Language Model and Query Generation: The main components of our language models were LangChain and Azure OpenAI. LangChain provided a structured way of creating pipelines in generating natural language responses based on queries that a user may have. It is the responsibility of LangChain to summarize the chat history after a question has been submitted by the user, develop a MongoDB query, and format it for execution. This query essentially readies our database for pulling relevant restaurant information through the semantic analyzer.
We then built two Retrieval-Augmented Generation (RAG) models:
RAG 1 uses these inputs provided by the user to build MongoDB queries. It also considers the preferences set by the user through this application and conversation history, if any.
RAG 2 takes the results returned from MongoDB and creates a nicely formatted response back to the user, filtering through the data to ensure that it's what the user requested.
Deployments and Scalability:

By choosing Azure Functions for the backend, we made sure it would scale with demand. This serverless design means the back-end can handle more requests than ever before, without any manual intervention or managing of the infrastructure.

The microservices architecture is modularly designed, meaning that each part of the service, such as the web scraper, the chatbot logic, and the database querying, can be deployed and scaled autonomously where needed. This flexibility will allow us to introduce new features or improvements without causing any down time or interruptions in the service.

Security and Privacy:

Major was the issue of user privacy. Interactions between frontend and backend were all over HTTPS. Sensitive data such as user preference was stored in a secure database, and we made sure none of the PII was being collected or stored.

All of the backend services' authentications have been done through Azure's Identity Management to ensure that only authorized services have access to sensitive resources - such as the MongoDB instance, or even the LangChain pipeline.

We carefully selected technologies and architectures that might become the backbone to support our goals; thus, HokieEATS was developed as a robust, scalable platform that should provide exact real-time recommendations about restaurants matched for the needs of each user.

Challenges we ran into

Data Processing Prompt Engineering LangChain with ChatHistory

Accomplishments that we're proud of

We are proud to develop a functional food recommendation system that will enhance the dining experience of the students at Virginia Tech. By integrating multiple technologies such as LangChain, MongoDB, FAISS, and Azure Functions, we have been able to build a scalable solution for accurate real-time results.

What we learned

In this project, we have learned how to scrape and manage large datasets more efficiently, generate dynamic MongoDB queries using LLMs, and implement seamless connections between the chatbot frontend and backend services.
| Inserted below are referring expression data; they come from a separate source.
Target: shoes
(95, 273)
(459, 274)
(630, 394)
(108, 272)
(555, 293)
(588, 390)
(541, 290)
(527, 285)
Equally valuable was the experience of knowing how to troubleshoot challenges in cloud deployment on Azure.

What's next for HokieEATS

We will improve HokieEATS by building on the dataset of restaurants and cuisines that surround Virginia Tech. We also plan to implement more conversational improvements into the chatbot, which would make it more personal and intuitive for the users. In the future, we can build this into a system displaying restaurants in real-time with user reviews to further filter recommendations.